What is your least favourite task when it comes to Product Management and how do you motivate yourself to tackle it?

I really enjoy the creative process that goes into exploring new product and market ideas. However the act of clearly documenting the idea is the piece I love the least. As an internal communication tool documenting ideas in a well structured way is important so we are always looking for ways to minimise or streamline that process to ensure we are writing down the right things, necessary things, as opposed to writing documentation for documentation’s sake.

My approach is to not try to write everything at once. We structure our documents as a series of logical questions that need to be answered to the meet the objective of the project. This way I can provide quick answers and then flesh the ideas out later.

If you could take the Product Manager you were aside and give them some advice, what would it be?

7 years ago we started the company and we were delivering the personal experiences that we had developed in our preceding careers. At that stage we believed there was a better way of doing Product Management, so part of the Brainmates journey was to work out a clear methodology. So while I had all the pieces in my head and understood most of the activities that formed the foundation of good Product Management, I didn’t necessarily have a clear process for describing and completing the activities in the right order. I would jump from solution and then backtrack to the Business Case and this was often driven by commercial or business pressures.

My advice to the Product Manager I was then with what I know now, would be to take a breath, to start with an understanding of the market and exploration of unmet needs in those markets. Only then should I start to go through the process of writing it down. Capturing the idea on ‘paper’ is illustrative to myself and can be used to communicate the vision to other people as well.

I would advise myself to better understand the process of Product Management and to be disciplined enough to use it to deliver better outcomes for customers and the business.

What do you see as the single biggest influence on Product Managers in the last 7 years?
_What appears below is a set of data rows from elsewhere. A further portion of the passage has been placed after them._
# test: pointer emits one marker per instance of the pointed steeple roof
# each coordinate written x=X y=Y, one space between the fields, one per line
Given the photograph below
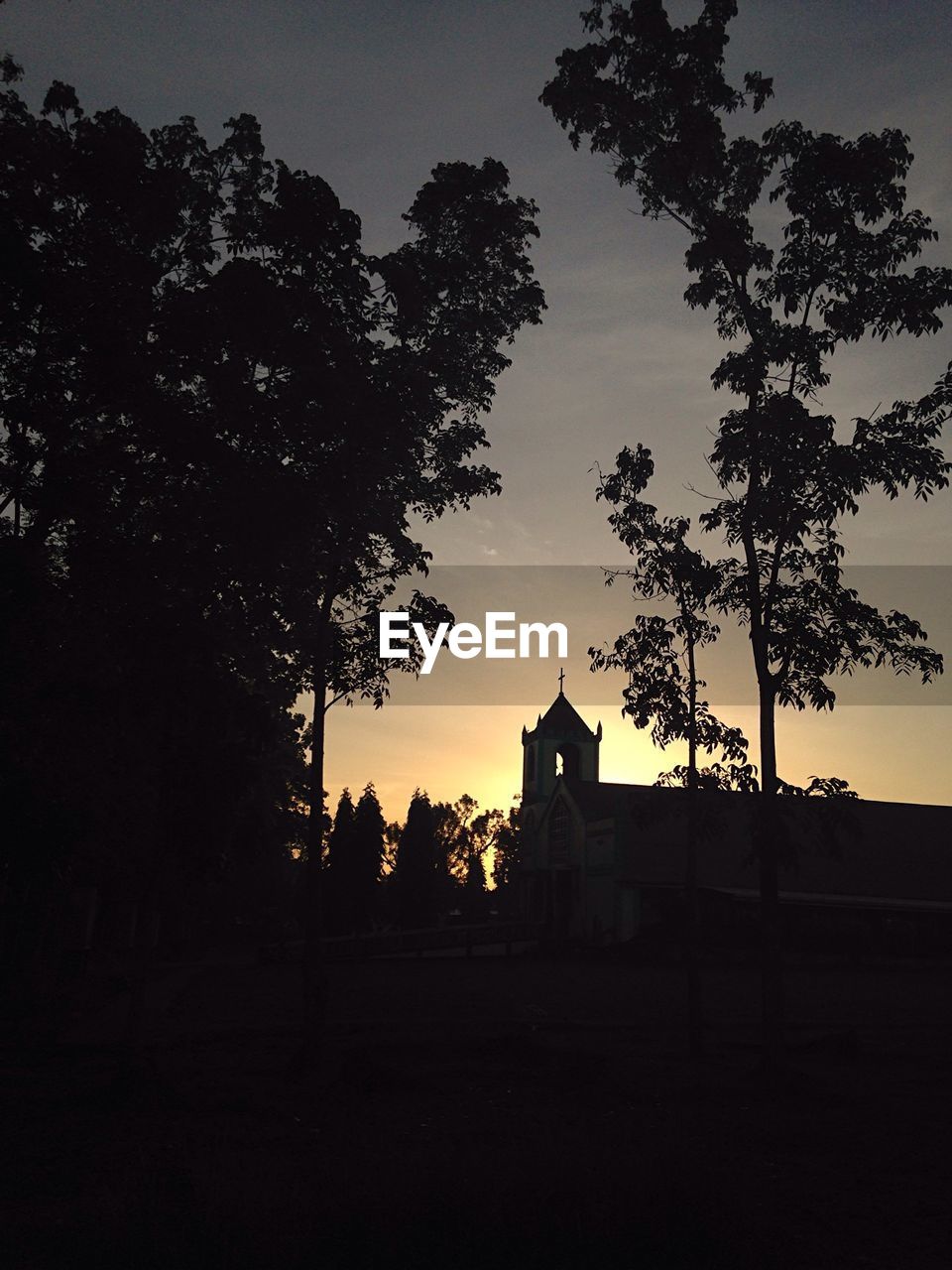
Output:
x=562 y=719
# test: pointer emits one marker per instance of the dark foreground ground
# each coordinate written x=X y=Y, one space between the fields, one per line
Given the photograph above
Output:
x=488 y=1112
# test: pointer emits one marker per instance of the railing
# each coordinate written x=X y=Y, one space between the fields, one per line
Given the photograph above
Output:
x=345 y=948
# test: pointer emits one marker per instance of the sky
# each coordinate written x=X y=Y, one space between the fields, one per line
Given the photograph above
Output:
x=371 y=94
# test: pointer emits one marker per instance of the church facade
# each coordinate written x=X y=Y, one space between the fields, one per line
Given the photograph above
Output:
x=601 y=862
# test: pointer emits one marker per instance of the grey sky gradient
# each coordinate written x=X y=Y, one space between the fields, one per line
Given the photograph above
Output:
x=371 y=94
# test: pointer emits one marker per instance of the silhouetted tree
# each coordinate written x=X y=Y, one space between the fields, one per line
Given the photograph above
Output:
x=213 y=394
x=416 y=871
x=338 y=916
x=368 y=857
x=654 y=98
x=658 y=657
x=506 y=864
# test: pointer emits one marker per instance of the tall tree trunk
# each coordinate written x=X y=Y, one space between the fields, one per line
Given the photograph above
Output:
x=696 y=1025
x=767 y=834
x=313 y=970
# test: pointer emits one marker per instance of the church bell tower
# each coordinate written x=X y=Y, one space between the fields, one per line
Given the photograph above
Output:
x=560 y=744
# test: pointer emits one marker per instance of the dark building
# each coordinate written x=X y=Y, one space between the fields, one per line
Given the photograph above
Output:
x=604 y=862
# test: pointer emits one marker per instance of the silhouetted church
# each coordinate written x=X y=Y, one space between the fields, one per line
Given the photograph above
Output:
x=603 y=861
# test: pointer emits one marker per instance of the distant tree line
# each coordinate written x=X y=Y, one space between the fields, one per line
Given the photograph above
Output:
x=429 y=870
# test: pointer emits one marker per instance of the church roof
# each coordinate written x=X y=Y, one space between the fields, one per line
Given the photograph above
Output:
x=896 y=849
x=562 y=719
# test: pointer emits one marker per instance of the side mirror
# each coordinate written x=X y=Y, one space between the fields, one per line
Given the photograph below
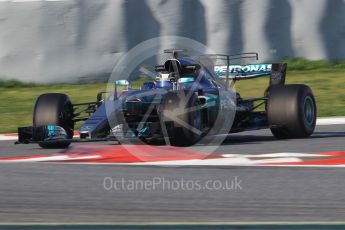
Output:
x=186 y=80
x=121 y=83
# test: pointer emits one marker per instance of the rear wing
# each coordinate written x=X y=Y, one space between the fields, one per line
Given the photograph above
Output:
x=276 y=72
x=227 y=71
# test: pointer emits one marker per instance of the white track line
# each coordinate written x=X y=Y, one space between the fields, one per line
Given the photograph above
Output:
x=330 y=121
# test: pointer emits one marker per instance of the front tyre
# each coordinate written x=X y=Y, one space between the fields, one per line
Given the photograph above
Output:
x=291 y=111
x=54 y=109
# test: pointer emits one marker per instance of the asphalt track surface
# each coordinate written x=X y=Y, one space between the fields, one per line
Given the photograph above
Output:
x=70 y=193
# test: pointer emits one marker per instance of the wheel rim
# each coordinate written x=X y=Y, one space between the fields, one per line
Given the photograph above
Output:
x=309 y=111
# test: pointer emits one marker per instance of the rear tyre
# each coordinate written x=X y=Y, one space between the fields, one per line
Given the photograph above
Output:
x=54 y=109
x=185 y=116
x=291 y=111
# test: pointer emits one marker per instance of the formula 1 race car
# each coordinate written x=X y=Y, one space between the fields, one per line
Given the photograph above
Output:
x=183 y=104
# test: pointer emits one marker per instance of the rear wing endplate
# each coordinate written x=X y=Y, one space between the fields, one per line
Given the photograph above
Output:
x=276 y=71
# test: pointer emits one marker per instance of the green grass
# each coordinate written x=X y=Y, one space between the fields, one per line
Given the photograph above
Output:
x=327 y=80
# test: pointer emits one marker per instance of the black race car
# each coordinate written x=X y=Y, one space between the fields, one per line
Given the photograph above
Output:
x=189 y=99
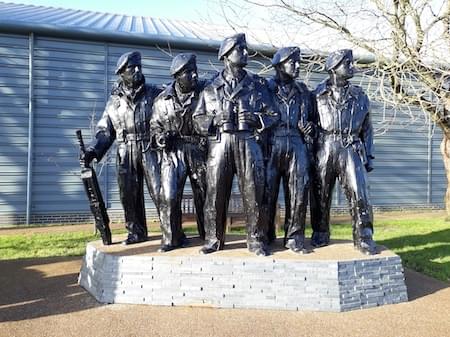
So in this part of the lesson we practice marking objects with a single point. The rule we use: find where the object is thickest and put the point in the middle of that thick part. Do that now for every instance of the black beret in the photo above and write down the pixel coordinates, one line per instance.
(229, 43)
(125, 58)
(336, 57)
(283, 54)
(180, 61)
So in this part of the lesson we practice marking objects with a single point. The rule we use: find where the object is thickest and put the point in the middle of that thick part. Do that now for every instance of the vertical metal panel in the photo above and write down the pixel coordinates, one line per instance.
(72, 80)
(30, 126)
(69, 91)
(14, 77)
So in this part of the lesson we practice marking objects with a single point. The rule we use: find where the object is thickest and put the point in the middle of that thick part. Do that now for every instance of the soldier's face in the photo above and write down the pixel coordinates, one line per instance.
(132, 74)
(187, 78)
(238, 55)
(345, 70)
(291, 66)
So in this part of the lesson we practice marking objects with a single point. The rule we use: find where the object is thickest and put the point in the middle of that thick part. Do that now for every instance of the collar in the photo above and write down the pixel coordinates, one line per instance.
(324, 88)
(220, 81)
(130, 95)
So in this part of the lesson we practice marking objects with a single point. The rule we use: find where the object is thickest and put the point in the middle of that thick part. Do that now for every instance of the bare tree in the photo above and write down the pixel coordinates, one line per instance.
(403, 46)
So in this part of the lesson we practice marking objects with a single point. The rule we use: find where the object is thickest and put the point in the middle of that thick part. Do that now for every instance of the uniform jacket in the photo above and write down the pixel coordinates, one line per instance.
(171, 115)
(294, 108)
(125, 119)
(250, 94)
(351, 120)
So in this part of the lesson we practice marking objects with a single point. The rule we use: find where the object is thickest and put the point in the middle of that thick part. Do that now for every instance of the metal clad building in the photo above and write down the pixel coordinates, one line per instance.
(56, 72)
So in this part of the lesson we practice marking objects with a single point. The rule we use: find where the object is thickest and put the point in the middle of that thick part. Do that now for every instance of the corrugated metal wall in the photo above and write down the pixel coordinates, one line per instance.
(72, 80)
(13, 123)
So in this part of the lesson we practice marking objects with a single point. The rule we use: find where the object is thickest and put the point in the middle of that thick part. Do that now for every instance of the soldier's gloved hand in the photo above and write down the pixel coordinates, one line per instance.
(220, 119)
(307, 129)
(161, 140)
(248, 117)
(87, 157)
(369, 164)
(203, 141)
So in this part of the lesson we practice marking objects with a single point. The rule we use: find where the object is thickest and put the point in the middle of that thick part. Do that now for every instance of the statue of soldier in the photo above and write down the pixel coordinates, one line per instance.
(126, 120)
(288, 154)
(231, 110)
(343, 150)
(183, 151)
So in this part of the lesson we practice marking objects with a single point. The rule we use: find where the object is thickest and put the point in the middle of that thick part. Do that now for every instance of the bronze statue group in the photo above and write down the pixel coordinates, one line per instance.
(263, 131)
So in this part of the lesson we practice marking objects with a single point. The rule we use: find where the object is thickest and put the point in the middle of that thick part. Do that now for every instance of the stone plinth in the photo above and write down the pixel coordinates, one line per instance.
(333, 278)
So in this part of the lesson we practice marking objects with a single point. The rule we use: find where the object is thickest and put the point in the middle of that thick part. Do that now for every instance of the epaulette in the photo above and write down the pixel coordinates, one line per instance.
(321, 88)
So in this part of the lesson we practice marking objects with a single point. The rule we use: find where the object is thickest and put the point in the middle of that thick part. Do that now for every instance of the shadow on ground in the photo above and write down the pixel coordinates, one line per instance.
(423, 253)
(32, 288)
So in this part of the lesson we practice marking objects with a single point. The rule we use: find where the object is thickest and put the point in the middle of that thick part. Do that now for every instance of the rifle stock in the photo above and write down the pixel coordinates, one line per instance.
(94, 194)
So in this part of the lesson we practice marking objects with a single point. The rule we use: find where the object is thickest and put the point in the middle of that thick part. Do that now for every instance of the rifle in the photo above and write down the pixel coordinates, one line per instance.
(94, 194)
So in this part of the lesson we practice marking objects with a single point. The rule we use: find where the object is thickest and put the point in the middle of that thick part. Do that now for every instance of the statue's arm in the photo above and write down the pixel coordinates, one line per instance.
(202, 119)
(105, 133)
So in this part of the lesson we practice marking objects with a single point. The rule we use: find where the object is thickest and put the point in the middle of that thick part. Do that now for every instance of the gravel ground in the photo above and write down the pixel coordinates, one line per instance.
(40, 297)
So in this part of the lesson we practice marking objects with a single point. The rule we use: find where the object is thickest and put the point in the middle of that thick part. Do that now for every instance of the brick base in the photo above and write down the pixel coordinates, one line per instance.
(235, 278)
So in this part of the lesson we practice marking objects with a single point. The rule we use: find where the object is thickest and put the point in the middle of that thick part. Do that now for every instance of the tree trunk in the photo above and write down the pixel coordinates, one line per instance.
(445, 151)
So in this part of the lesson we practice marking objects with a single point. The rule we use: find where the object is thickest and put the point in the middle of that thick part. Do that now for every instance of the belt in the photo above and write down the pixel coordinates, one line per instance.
(132, 137)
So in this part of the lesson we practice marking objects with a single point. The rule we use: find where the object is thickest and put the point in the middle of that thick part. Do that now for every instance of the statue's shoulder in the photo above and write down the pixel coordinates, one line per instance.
(152, 90)
(114, 100)
(356, 90)
(321, 88)
(302, 88)
(208, 86)
(259, 80)
(271, 84)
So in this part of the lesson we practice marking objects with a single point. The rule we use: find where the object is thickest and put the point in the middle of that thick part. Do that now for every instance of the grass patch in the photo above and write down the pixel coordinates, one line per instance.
(423, 244)
(46, 244)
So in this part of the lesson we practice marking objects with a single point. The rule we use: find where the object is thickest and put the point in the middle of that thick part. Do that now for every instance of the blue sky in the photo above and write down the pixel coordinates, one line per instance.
(192, 10)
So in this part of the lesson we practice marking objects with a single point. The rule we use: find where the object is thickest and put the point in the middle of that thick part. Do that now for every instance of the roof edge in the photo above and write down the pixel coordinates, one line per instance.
(78, 33)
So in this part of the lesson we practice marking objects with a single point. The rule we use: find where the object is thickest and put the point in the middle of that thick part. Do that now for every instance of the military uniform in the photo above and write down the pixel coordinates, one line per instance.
(184, 155)
(288, 157)
(344, 150)
(233, 148)
(126, 120)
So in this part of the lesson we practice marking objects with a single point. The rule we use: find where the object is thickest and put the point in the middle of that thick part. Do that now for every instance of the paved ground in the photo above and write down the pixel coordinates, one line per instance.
(40, 297)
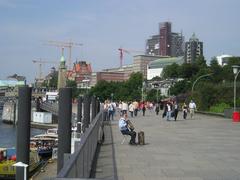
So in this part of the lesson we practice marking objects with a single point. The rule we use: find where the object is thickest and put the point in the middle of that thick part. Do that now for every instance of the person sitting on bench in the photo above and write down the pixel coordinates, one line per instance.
(126, 128)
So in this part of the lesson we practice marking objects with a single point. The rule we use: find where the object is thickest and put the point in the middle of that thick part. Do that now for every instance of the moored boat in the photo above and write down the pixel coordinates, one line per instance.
(44, 144)
(8, 158)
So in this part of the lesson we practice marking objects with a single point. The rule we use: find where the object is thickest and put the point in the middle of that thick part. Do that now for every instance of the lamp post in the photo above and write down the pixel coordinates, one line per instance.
(21, 164)
(200, 77)
(236, 71)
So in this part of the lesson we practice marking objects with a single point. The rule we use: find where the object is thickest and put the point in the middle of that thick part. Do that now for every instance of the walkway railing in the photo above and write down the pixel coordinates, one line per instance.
(78, 164)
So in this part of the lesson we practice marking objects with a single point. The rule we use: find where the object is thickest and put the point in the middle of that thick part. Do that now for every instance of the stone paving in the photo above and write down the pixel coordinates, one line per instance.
(202, 148)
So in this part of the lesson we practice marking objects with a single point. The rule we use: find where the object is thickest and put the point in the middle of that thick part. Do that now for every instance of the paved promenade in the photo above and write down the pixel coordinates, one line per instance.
(203, 148)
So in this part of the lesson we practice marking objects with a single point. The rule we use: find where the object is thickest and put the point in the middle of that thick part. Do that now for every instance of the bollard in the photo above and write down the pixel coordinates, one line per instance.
(64, 125)
(93, 103)
(23, 129)
(79, 114)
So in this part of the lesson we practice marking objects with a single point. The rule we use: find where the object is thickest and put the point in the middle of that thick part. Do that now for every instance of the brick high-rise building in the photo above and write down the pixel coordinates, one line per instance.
(177, 44)
(193, 49)
(165, 38)
(153, 45)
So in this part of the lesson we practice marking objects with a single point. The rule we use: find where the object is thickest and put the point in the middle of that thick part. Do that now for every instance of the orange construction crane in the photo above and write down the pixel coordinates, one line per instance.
(41, 62)
(63, 45)
(130, 52)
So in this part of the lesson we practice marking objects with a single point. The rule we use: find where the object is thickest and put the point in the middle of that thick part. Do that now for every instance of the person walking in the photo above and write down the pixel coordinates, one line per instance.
(157, 108)
(175, 110)
(184, 109)
(169, 111)
(192, 108)
(131, 108)
(143, 108)
(126, 129)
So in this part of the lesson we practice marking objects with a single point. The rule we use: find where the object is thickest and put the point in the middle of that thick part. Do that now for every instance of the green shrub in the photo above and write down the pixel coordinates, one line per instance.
(219, 108)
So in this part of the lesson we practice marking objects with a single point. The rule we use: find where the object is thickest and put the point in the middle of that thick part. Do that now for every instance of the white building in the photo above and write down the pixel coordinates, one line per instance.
(223, 59)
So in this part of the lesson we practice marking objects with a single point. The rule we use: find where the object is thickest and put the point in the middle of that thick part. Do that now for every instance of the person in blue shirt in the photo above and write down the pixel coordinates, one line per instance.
(126, 128)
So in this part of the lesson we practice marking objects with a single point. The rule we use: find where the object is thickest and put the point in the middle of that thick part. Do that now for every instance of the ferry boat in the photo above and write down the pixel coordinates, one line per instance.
(8, 158)
(44, 143)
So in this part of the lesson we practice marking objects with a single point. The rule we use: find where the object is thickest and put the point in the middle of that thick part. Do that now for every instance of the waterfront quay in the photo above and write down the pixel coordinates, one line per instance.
(203, 148)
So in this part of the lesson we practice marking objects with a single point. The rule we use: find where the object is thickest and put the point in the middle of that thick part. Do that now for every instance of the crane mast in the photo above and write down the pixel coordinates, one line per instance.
(62, 45)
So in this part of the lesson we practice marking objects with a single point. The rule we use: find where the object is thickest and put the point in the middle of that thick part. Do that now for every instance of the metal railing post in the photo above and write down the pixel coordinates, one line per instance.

I don’t think there has been a single influence. I think there has been a growing awareness of the different types of activities that get bundled into Product Management. The fact there is a developing community on the internet gives Product Management a stronger voice than ever before. Product Management exists in every business but it may not be labelled as a Product Manager role. Product Manager is an emergent job title that tends to appear as organisations begin to separate out roles like sales, marketing and development. Having conversations and discussions online about the challenges we face, both locally and particularly internationally, has been very useful for us and I think has been great for Product Managers we have been interacting with.

Where would you like (to see) Brainmates to be in another 7 years?

We’d love to see Brainmates working with organisations to really marry up their business strategies with their product strategies and working with their teams to deliver products that customers love. The genesis of the Brainmates business of being a provider of skilled Product Management resources or staff has been great so far, but to really leverage the value Brainmates can deliver, we need to be able to work more closely with the business decision makers. Through our expertise in Product Management, we really have something of value to share in aiding businesses as they decide which markets to go for, what type of products to create and what business objectives should be met. Brainmates has developed a lot of insight into how to approach that and we’re looking forward in the next 7 years to become an Australian leader in the business and Product Management strategy space.